The will detailed James' real estate portfolio, the rents from which contributed to Janet's annuity. The properties were at the heads of

Murraygate and Seagate in the heart of Dundee and "at the side of the field commonly called the seamens' acres", which a member of the Real Dundonian History Facebook community said is where there is now a street named Anderson Place. The "1" on the map marks the Howff graveyard. Six months after her death, the properties passed to their children and heirs. I think the Murraygate property was the family home because it was specifically left to mother Janet to either live in or rent out, as she saw fit.

Children

David is my great-great grandfather.

 

It seems that Alexander may have been the first of our Dundee Andersons to emigrate. Two family trees on ancestry.com have him marrying Irishwoman Sarah Jane Knox in Saint John, New Brunswick, Canada in December 1838. The couple had eight children, five of whom predeceased him and another died the same year he did, in 1887, in Brooklyn New York. On the other hand, one ancestry.com hint gives him the middle name of "Wark" which, while we do have that name in our family, it is not in the Anderson twig so ancestry.com may be leading us astray.

 

The only possible sighting of James is in the 1881 census where a James Anderson, retired seaman aged 68 (therefore born in 1813), is staying in the house of (presumably) his brother David’s daughter, Maria. His status in the census is Maria’s brother, which is wrong on two counts: Maria was David’s eldest child and she was aged 54 at the time, and her brother James as we will see was not a seaman.

 

Janet married James Robertson in 1840. James was an Edinburgh baker, confectioner and grain merchant. I am inclined to believe they were the couple in several censuses (James and Jessie Robertson) where he is described as a master baker with several staff including, in 1851, two apprentices. The reason I am suggesting this is because his mother-in-law, Jessie Anderson, aged 75 (therefore born around 1776), born in Kilmany, Fife, is living with them and I soooooo want this to be our Janet Lownie/Anderson. That mother and daughter are named Jessie can be explained by it being commonly used as an alternative to the given name, Janet, although I admit I have seen only “Janet” for both of them in official documentation such as wills. Still, “Jessie” does appear in subsequent family names, which may indicate it was a traditional option. (Further, Jessie was also the name used by my paternal grandmother, Janet Proudfoot/Wilson.) When James died on 6 March 1878, probate of his £3,746/8/7 moveable estate was granted to Janet. In today’s money, that is a minimum £324,800 or $Aus726,125. Given her annuity, it suggests he had a considerable investment portfolio.

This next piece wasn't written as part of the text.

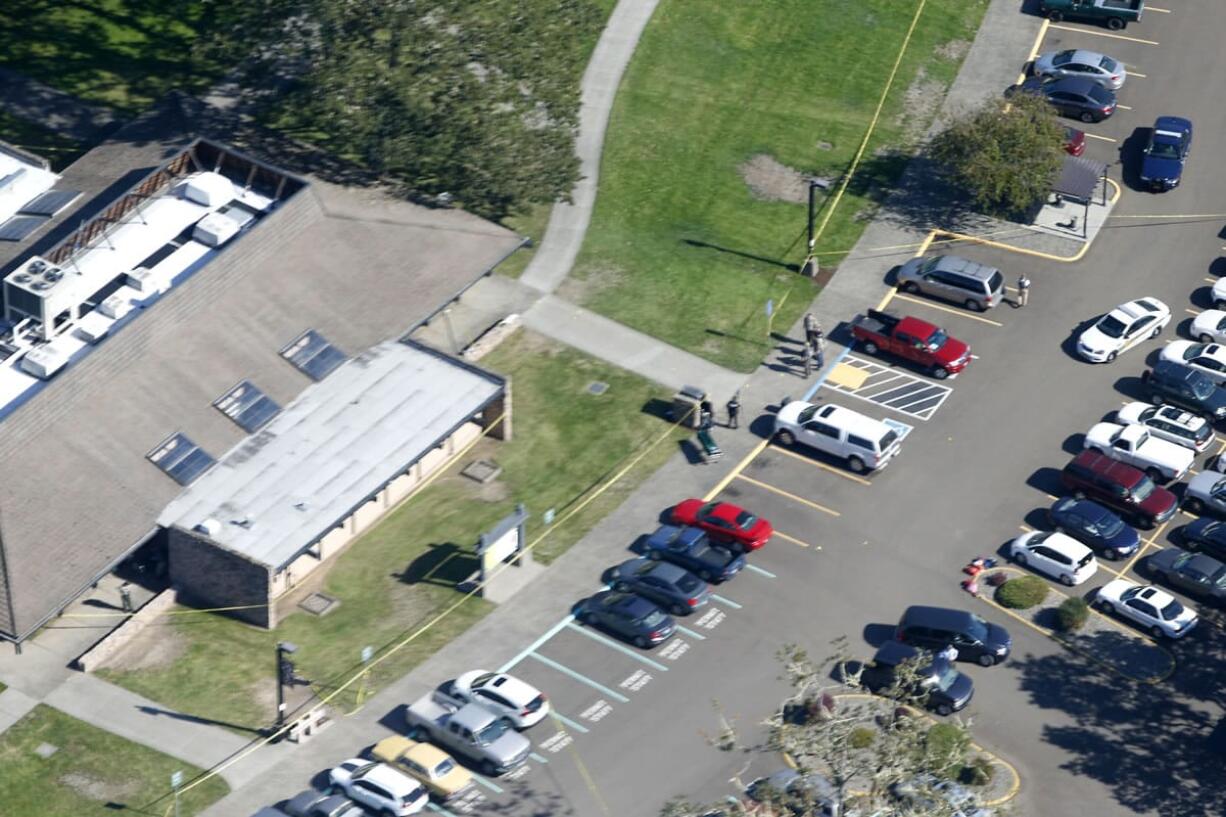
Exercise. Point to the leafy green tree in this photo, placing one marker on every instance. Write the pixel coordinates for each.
(473, 101)
(1005, 155)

The details of Janet's death were a revelation. She died in 1987, at Gray House, Liff, which, Wikipedia tells me, is a listed building

and, at the time, was leased to the Dundee Lunatic Asylum “for the accommodation of 'the higher class of Private Patients'". Another  member of the Real Dundonian History Facebook community told me Gray House closed in the early C21st. He said the complex that comprised the Asylum and Gray House was in a rural setting, beautiful and peaceful. So it looks as though Janet was suffering from a mental condition when she died of heart disease. This will become relevant as we move through the generations and find others of our family with mental health issues.

I have written about Janet Anderson/Robertson’s will elsewhere. At the time, I had not realised she was the second daughter to be

named Janet by her parents so had her age wrong. I also had not seen her will, just the newspaper report of some of her bequests to local Broughty Ferry family. It was an emotional experience to read in her will that she had remembered every single one of her brother's daughters and granddaughters, in Scotland, England, South Africa, and New Zealand, in her bequests as well as her late husband's nieces. Her only male beneficiaries were her executors: nephew James Anderson, nephew-in-law George Hunter Ferrier, and close friend, Andrew Gowan.